Silicone mould of complex 3D object

Woman, closed, or enclosed. Encircling her own body. Pensive, head resting on knee.

I argue in favour of this pose because it's more upright than horizontal (Who has room to keep sculptures of reclining women? Sure, I sculpted a reclining woman, but then I mounted her in an upright position, it's a more effective use of space. Maybe it's me, maybe it has something to do with how tall I am or the space I live in or the precise warp in the lens that is my astigmatism, how I perceive verticality.), and therefore also more fully dimensional, almost a full 360 degrees, not a pose that has a front and no back (like the reclining woman, I had to rely on something other than a visual prompt to complete her back, her backside, the finished piece more a composite than a true depiction of the live model). 

I like that the pose is natural, not contorted. For some reason the art instructor favours extreme torsion, an expression of the artist's torment, she says, but I think it's because she wanted to be a dancer (and failed). Someone else suggests that if I want natural I should look in a mirror; we pay a live model precisely to take advantage of the poses they strike, muscled and flexed. He wants the model to to give him something, show him, inspire him. (But I, I think, am an artist; nothing need be given me, I find it, make something of it, I know where to look, how to look.) 

They want this young Vietnamese woman to embody their classical European sensibilities.
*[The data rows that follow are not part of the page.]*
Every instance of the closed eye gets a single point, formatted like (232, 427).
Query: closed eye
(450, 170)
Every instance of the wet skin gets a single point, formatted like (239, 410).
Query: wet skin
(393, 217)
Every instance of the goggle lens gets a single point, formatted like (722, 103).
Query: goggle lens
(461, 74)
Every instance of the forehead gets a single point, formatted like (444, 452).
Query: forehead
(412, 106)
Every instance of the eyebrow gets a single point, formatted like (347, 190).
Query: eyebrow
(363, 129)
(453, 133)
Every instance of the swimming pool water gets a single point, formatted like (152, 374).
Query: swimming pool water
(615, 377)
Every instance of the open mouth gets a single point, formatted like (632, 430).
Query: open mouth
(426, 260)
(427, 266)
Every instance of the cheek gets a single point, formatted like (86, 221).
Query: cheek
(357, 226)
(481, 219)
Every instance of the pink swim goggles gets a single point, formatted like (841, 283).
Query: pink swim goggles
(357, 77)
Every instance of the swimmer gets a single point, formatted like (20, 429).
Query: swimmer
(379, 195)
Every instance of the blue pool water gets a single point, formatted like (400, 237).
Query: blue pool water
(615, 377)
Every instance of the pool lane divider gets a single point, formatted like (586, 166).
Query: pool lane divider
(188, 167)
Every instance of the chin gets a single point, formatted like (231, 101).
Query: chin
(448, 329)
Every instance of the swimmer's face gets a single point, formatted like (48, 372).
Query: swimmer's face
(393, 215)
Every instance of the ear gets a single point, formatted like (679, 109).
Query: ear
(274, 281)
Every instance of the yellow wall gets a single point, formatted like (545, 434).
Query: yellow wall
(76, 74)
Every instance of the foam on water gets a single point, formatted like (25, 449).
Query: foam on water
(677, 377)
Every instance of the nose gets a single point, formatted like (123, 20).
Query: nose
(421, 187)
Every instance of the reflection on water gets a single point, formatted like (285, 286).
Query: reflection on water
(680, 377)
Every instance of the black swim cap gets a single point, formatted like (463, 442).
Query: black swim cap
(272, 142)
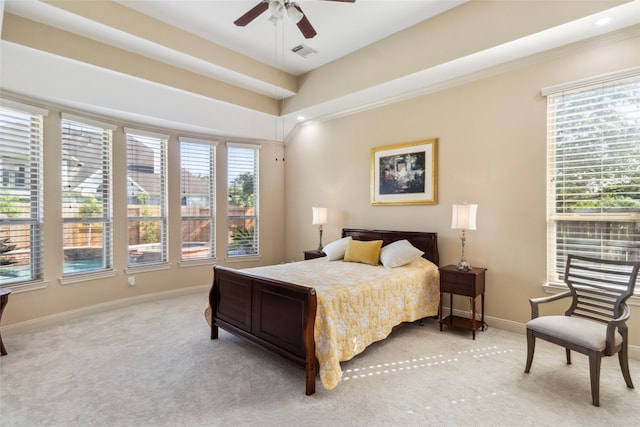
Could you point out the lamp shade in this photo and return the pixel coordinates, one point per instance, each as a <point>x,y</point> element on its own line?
<point>463,217</point>
<point>319,216</point>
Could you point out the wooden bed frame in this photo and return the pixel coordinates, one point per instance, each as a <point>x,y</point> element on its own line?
<point>280,316</point>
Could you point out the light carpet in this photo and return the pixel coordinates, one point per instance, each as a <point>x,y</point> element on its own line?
<point>153,364</point>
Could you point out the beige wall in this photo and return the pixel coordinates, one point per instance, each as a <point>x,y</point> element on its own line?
<point>491,151</point>
<point>57,298</point>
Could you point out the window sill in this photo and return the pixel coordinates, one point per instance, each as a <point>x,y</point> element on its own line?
<point>556,288</point>
<point>26,286</point>
<point>76,278</point>
<point>147,267</point>
<point>199,262</point>
<point>247,258</point>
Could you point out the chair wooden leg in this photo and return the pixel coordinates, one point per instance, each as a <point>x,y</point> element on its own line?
<point>531,346</point>
<point>594,371</point>
<point>623,357</point>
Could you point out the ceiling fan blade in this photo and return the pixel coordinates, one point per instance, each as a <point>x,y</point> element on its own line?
<point>252,14</point>
<point>304,25</point>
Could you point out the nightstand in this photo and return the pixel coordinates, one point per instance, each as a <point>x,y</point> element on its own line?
<point>312,254</point>
<point>467,283</point>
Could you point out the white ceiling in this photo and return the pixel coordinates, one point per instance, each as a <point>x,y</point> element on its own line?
<point>342,28</point>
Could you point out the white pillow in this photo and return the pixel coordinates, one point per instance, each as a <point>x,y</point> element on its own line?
<point>399,253</point>
<point>336,249</point>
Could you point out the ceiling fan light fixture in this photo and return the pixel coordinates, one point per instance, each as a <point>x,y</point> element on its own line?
<point>294,14</point>
<point>277,9</point>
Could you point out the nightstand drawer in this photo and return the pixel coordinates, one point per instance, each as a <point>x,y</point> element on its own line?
<point>457,288</point>
<point>458,278</point>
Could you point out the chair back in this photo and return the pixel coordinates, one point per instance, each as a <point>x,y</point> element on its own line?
<point>600,287</point>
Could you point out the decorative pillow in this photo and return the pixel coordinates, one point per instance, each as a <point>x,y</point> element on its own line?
<point>366,252</point>
<point>399,253</point>
<point>335,250</point>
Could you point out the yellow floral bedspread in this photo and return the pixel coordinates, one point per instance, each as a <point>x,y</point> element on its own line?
<point>359,304</point>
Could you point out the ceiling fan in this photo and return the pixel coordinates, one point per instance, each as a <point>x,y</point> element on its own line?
<point>279,9</point>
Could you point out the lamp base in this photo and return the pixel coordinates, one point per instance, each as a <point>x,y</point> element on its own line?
<point>463,266</point>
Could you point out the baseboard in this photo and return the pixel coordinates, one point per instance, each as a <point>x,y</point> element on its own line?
<point>511,326</point>
<point>34,324</point>
<point>45,321</point>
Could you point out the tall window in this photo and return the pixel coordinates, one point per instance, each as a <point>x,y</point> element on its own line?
<point>242,202</point>
<point>593,202</point>
<point>86,196</point>
<point>147,197</point>
<point>197,198</point>
<point>21,219</point>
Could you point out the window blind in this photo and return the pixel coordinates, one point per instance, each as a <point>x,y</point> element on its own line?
<point>21,218</point>
<point>86,197</point>
<point>242,199</point>
<point>197,198</point>
<point>593,198</point>
<point>146,193</point>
Perhaps it was doomed to failure. 

I go big (well, bigger than usual), prep an armature. Determined to complete a full body, not a headless torso.

This model is different from the others, quiet, not a dancer or a circus performer, not body confident. An art student with thick ankles. I sense she is relieved that the agreed-upon pose allows her some modesty.

Suddenly I realize she is all limbs. I am looking at the space she enfolds. How do I sculpt this vast hollow she protects?

It's no longer an artistic question. It's a geometry problem.

I watch how others construct their mould, which planes they choose, which points of access. I don't want to be the first to fail, but I fail to understand how this mould will work.

Red clay woman encased in white silicone. The silicone sheathe around her thighs and buttocks is thin and loose, I had to leave it dry before I could apply another coat. In the meantime, the clay lost water, receded into itself, or gravity pulled the mass of still moist clay flesh away from her shroud.

Plaster shell designed in four parts. (This is the first time I create a mould that is more complex than a front and a back.) It's fragile, in places also too thin (Was a I rushed for time? Did I run out of plaster? Simply, did I lose my touch?), and a thin wedge snaps off, perhaps this small piece is expendable, but the major shell facet breaks in half as I pry it away. 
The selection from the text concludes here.